Prado to open French Baroque painter Georges de La Tour exhibit

Prado to open French Baroque painter Georges de La Tour exhibit

PanARMENIAN.Net - On 23 February, the Museo del Prado will be opening the exhibition Georges de La Tour. 1593-1652, on display in Room C of its Jerónimos Building. The exhibition will allow visitors to discover La Tour’s artistic personality, expressed through both his realist treatment of humble figures and his refined religious scenes, Art Daily reports.

A century after the rediscovery of the artist with the publication of the art historian Hermann Voss’s article in the German publication Archiv für Kunstgeschichte, the Museo del Prado has brought together thirty-one of the forty known works by this painter from Lorraine. Prior to his rediscovery in 1915, La Tour’s works were attributed to other northern painters (particularly his night scenes) and to Spanish artists, principally Zurbarán, Ribera and Velázquez. Saint Jerome reading a Letter in the Prado, for example, has an inscription on the reverse reading “Zurbaran”, to whom it was undoubtedly attributed and which probably explains its presence in a Spanish collection.

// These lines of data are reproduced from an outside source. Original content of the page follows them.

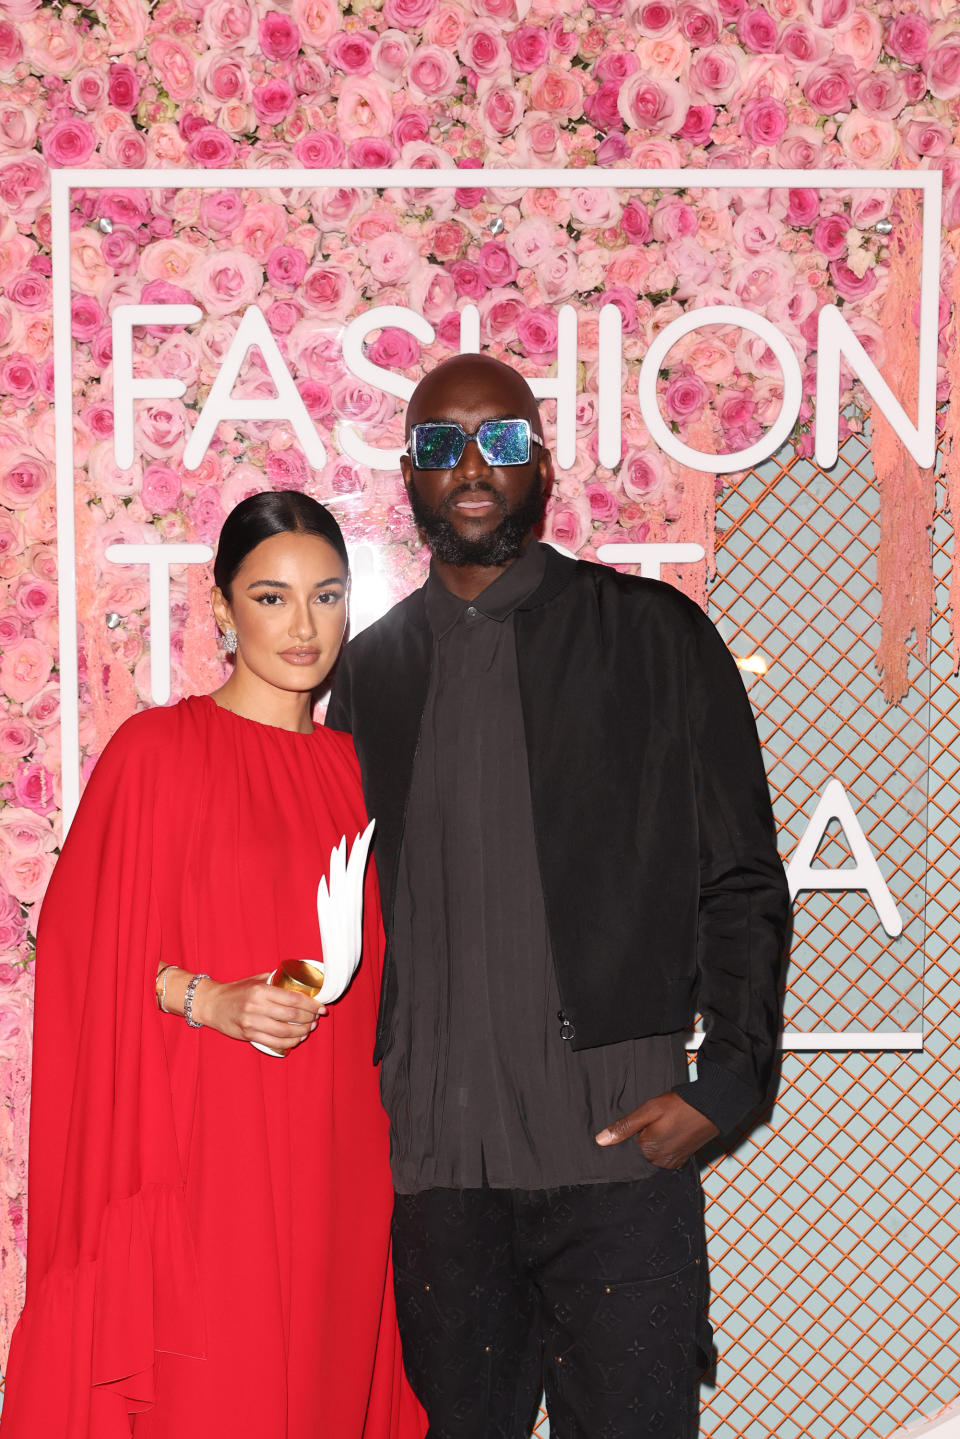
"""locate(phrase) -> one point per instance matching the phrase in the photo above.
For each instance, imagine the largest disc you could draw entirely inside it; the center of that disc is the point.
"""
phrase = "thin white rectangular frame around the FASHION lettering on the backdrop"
(63, 182)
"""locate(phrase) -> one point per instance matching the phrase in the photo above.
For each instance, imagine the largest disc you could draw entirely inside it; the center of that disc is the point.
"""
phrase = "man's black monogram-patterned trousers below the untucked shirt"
(595, 1293)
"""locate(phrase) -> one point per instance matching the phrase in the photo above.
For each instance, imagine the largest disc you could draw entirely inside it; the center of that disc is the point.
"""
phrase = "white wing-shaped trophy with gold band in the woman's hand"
(340, 917)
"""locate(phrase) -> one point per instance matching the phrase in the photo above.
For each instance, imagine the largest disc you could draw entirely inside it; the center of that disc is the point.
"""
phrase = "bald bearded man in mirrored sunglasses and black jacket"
(576, 851)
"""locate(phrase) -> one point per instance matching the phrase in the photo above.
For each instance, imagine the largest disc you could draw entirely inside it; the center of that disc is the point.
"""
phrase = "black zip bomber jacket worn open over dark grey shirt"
(661, 879)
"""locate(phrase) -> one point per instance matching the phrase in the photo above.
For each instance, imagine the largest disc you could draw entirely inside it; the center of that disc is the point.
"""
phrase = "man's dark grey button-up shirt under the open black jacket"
(479, 1083)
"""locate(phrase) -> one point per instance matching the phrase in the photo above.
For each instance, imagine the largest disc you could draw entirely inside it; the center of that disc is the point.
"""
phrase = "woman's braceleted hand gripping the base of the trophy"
(254, 1011)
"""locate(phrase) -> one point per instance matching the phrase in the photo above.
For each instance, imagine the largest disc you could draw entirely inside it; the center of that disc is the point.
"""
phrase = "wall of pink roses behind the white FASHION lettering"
(552, 84)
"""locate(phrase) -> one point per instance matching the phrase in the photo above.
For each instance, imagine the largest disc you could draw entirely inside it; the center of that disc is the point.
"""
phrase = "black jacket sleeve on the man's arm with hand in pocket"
(743, 893)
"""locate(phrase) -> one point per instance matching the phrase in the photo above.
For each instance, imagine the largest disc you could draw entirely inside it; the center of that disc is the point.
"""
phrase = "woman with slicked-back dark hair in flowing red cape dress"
(208, 1225)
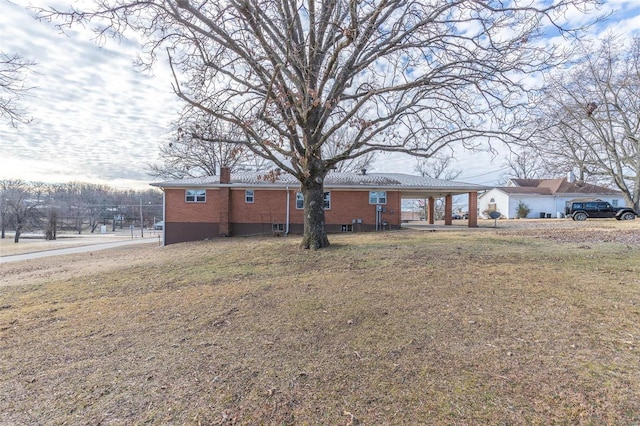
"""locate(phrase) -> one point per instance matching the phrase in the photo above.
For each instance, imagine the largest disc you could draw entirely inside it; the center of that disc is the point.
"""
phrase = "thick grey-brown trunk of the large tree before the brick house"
(315, 235)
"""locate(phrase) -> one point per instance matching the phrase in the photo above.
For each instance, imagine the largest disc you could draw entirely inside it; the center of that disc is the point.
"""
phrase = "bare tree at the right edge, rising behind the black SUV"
(589, 117)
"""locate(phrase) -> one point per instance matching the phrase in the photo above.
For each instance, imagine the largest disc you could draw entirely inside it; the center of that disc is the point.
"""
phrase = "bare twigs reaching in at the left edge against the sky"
(13, 87)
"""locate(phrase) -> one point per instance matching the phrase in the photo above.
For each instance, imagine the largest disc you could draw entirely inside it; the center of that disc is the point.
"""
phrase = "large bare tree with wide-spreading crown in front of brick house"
(407, 77)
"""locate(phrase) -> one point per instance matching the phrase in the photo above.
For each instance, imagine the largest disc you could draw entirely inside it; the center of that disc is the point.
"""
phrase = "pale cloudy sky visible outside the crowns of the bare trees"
(97, 119)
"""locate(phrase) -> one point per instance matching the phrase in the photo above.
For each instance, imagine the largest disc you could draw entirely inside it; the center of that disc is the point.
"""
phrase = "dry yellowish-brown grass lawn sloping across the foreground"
(471, 328)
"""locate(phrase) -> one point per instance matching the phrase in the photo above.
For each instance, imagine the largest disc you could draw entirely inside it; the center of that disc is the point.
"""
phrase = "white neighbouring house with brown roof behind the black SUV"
(544, 197)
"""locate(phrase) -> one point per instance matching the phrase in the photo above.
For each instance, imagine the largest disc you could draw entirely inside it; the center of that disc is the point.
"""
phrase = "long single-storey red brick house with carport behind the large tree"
(248, 204)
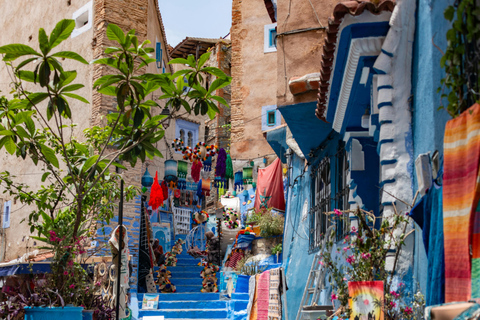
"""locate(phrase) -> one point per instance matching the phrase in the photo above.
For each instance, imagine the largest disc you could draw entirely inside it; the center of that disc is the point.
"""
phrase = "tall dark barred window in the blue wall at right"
(330, 191)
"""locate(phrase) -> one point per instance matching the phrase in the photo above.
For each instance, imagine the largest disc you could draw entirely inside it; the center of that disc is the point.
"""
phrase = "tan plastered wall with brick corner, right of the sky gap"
(254, 79)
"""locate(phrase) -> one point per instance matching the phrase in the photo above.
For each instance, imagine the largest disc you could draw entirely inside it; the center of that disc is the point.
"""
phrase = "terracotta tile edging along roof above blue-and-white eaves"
(353, 8)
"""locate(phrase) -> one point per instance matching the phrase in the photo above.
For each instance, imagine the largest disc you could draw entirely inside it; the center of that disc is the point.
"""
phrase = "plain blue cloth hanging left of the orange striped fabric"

The present exhibition offers a chronological survey of La Tour’s career, which was directly associated with historical events of his time.

Georges de La Tour has only recently been discovered in terms of his artistic personality. Little is known of his early training in the Catholic city of Vic-sur-Seille in Lorraine (France), which he must have completed around 1610 when he was aged about 17. Subsequent documentation reveals him as a financially successful painter with a brusque personality but professionally renowned. At the end of his career La Tour was appointed painter to Louis XIII.

La Tour lived at a crucial period for the history of Lorraine, which culminated with the loss of the duchy’s political independence. Within this context the artist evolved a painting of surprising lyricism, particularly in his nocturnal scenes, nearly all of them religious. These are almost monochrome works with monumental forms, filled with solitude and silence.